Am 30.9.2010 haben in Stuttgart 2.000 Schülerinnen gestreikt für „Geld für Bildung statt für S 21 gestreikt. Und nicht nur das. Zusammen mit hunderten von weiteren Stuttgart-21-Gegnerinnen und Gegnern haben sie sich friedlich und erfolgreich der Staatsgewalt widersetzt. Die geplante sofortige vollständige Abholzung und Zerstörung ihres Mittleren Schlossgartens wurde damals verhindert. SAV-Mitglieder haben bei der Organisierung des Schülerstreiks und der Blockade gegen die anrückenden Polizeifahrzeuge eine führende Rolle gespielt. Durch einen der brutalsten Polizeieinsätz in der Geschichte Baden Württembergs wurde die Großblockade vom 30.9.2013 aufgelöst. Es gab 400 Verletzte.

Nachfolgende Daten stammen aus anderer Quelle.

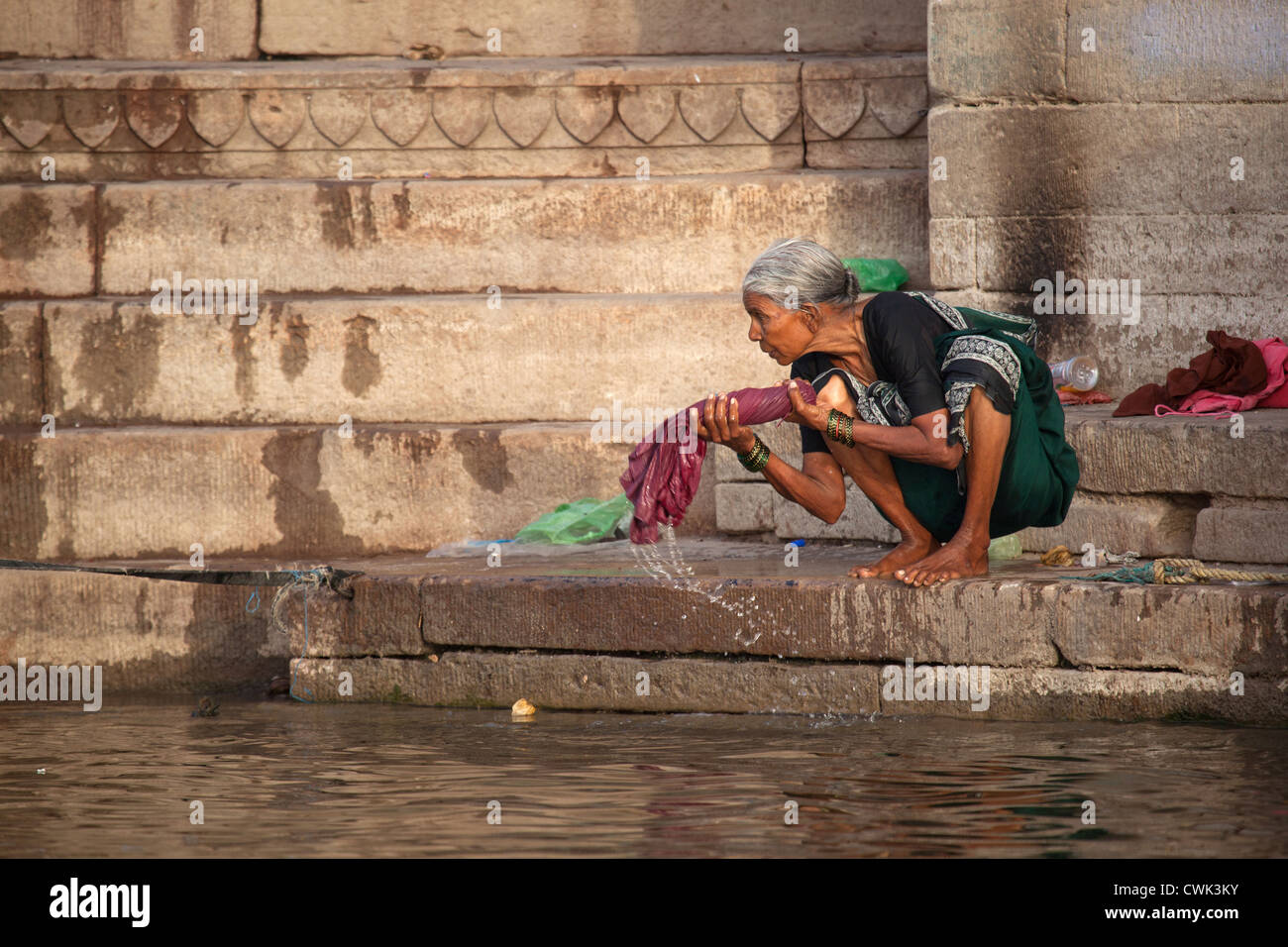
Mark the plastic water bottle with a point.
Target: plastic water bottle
(1078, 372)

Bei der Montagsdemo am 30.9.2013 kamen 8.000 Menschen zur Demo. Die Aktivisten gegen Stuttgart 21 sind durch ihre jahrelange Erfahrung mit den Politikern der etablierten Parteien desillussioniert. Für sie sind sie „LÜGENPACK“. Obwohl die Volksabstimmung zu S 21 für die Gegner verloren ging, obwohl die Grünen in der Landesregierung zu Projektbetreibern geworden sind, obwohl die Baumaßnahmen in Stuttgart bereits Schneisen der Stadtzerstörung angerichtet hat, geht der Widerstand weiter. 8.000 gingen am 30.9.2013 auf die Straße. Regelmäßig gibt es Baustellenblockaden. Hunderte sind aktiv in verschiedenen Gruppen des Widerstands.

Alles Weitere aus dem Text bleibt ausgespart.